For the sake of saving time and because my expected audience is cancer patients who can pretty much expect what the next two years after that were like, I will wrap it up into a few sentences. I spent the time between April 2014 and January 2016 on 4 clinical trials that only gave me life long medical issues I now deal with, 4 more surgeries on top of my first 2, and most recently a transplant trial after my scans in January came back worse then ever. It all clearly wasn’t working after we received those scans therefore I was a candidate for the TIL therapy trial. I was the first one to be administered the trial and it consisted of a week of chemo, a transplant, and a week of a strong drug called IL2. I had all the hopes in the world for this trial and I truly thought it was the one but all I came out with from that mess was no hair, possibly being infertile, 3 horrible weeks I will never forget and a beautiful scan four weeks later that lit up like a freaking christmas tree scattered with cancer. “It’s in your bones now, Chloe” AND thats the moment I realized I was done with western medicine.

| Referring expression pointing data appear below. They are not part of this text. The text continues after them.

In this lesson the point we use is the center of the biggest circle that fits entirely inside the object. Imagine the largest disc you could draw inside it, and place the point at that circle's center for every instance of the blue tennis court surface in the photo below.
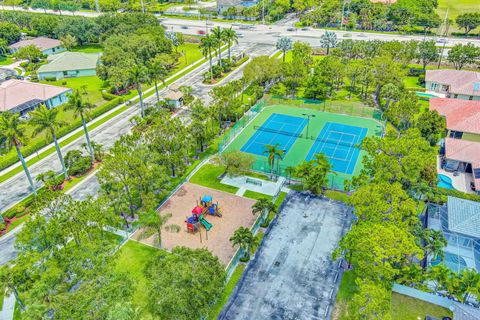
(337, 142)
(277, 129)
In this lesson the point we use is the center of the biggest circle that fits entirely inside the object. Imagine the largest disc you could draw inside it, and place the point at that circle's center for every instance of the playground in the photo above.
(213, 228)
(301, 133)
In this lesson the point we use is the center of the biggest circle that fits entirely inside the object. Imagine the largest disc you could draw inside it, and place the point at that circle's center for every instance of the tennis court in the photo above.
(278, 129)
(334, 135)
(340, 144)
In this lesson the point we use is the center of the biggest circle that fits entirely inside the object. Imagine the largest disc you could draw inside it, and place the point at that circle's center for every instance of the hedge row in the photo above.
(11, 158)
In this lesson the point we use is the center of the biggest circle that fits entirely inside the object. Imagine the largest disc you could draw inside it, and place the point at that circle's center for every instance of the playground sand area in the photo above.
(236, 212)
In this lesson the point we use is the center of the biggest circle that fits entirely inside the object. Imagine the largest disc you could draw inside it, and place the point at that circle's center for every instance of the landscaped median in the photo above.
(98, 120)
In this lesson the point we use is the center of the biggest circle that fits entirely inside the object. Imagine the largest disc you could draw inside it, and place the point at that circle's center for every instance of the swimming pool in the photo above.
(452, 261)
(445, 182)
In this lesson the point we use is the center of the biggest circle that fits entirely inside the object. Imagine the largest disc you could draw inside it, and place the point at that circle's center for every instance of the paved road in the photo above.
(106, 135)
(269, 33)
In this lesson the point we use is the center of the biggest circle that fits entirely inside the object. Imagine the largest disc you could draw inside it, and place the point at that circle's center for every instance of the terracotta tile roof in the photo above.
(15, 92)
(460, 81)
(461, 115)
(42, 43)
(464, 151)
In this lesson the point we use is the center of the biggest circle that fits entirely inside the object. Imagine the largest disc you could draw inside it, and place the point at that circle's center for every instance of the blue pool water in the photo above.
(444, 182)
(452, 261)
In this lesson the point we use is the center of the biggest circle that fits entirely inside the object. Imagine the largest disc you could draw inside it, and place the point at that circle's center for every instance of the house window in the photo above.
(456, 134)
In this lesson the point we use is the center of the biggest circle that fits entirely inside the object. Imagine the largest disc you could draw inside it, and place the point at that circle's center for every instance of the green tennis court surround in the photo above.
(309, 139)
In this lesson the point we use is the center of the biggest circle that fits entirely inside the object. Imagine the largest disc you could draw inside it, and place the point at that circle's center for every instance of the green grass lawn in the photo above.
(208, 175)
(6, 60)
(227, 291)
(133, 257)
(455, 7)
(190, 54)
(403, 307)
(92, 90)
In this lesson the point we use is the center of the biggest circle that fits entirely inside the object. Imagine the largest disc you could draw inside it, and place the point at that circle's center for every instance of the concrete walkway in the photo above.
(8, 308)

A combination of my refusal to give up, my constant thoughts of knowing there was a cure out there they weren’t telling me about and now feeling more hopeless than ever led me to search for something else and thats when I found it. C.H.I.P.S.A. hospital in Tijuana, Mexico. After some more research and phone calls, a week of fundraising and lots of love and support from friends and family I found myself taking the picture featured above, arriving at C.H.I.P.S.A. to start three weeks of curing. This is where “My Story” stops…. for now. I say “for now” because I know this is just the beginning to a healthy, spiritual, purposeful life.